The #REPRESENT campaign was supposed to promote the lottery's involvement in British athletics, pushing the message that by playing the game you're helping to fund sporting projects around the country.
Followers were encouraged to use the hashtag when they bought a ticket for the draw and in response received an automated tweet back from the lotto account which said things like "Thank You! By playing The National Lottery you help back our Brits 🇬🇧 #REPRESENT".
Along with the message was a photo of a British athlete holding a card which featured the name of the person who'd tweeted. Just like Jamie Adam received in the photo below featuring Sophie Hitchon. There were also photos of Dina Asher-Smith, Adam Gemili, Nethaneel Mitchell-Blake, Eilidh Doyle and Tom Bosworth.
The problem arose when some Twitter users realised that they could simply change their name on their account to something offensive and the auto-reply bot, which was clearly unmoderated, would send the offensive reply out in the form of an image to the National Lottery's 190K followers.
Unfortunately for the National Lottery, the public can be pretty sick at times and much of the content which tricked its way into the bots images was pretty disgusting and offensive. Everything from references to Maddie McCann, Jimmy Savile, Raoul Moat, and the Hillsborough disaster.
The campaign itself wasn't a bad idea, if only it had gone to plan. It has ended up as another in a long list of PR stunt which have gone badly wrong, even though it could have been easily avoided had the team behind the campaign had the foresight and sense to included a simple filter in their reply bot's code.
On Tuesday morning the lottery posted an apology and brief explanation on their Twitter account.

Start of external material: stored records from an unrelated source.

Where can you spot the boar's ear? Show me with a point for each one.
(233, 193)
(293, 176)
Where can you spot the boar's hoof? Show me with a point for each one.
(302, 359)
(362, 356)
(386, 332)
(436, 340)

"We are aware that some people are maliciously targeting our British Athletics Twitter campaign with offensive and abhorrent content. We are dealing with this as quickly as possible and are hugely sorry for any offence caused by this malicious act."
Despite the offensive content, most of the tweets commenting on @TNLUK's gaffe seemed to find the whole thing hilarious and countless tweets questioned whether the National Lottery's social media editor was going to get fired in the morning.
Others compared the event to the recent PR fails of Pepsi and Walkers. Pepsi completely misjudged what was suitable for a TV ad earlier this year and experienced a backlash on social media, while Walkers fell victim to a similar hijacking of a social media campaign. The public were urged to share a selfie for the chance to feature in a video on Twitter alongside crisp lover, Gary Lineker. You can imagine the type of photos the campaign was sent.
Funnily enough, we were discussing a similar project in the office today and the first thing we said was "obviously it'll have to be moderated", to which someone else said "oh yeah, we'll just have an approved list of names and nothing else will get through."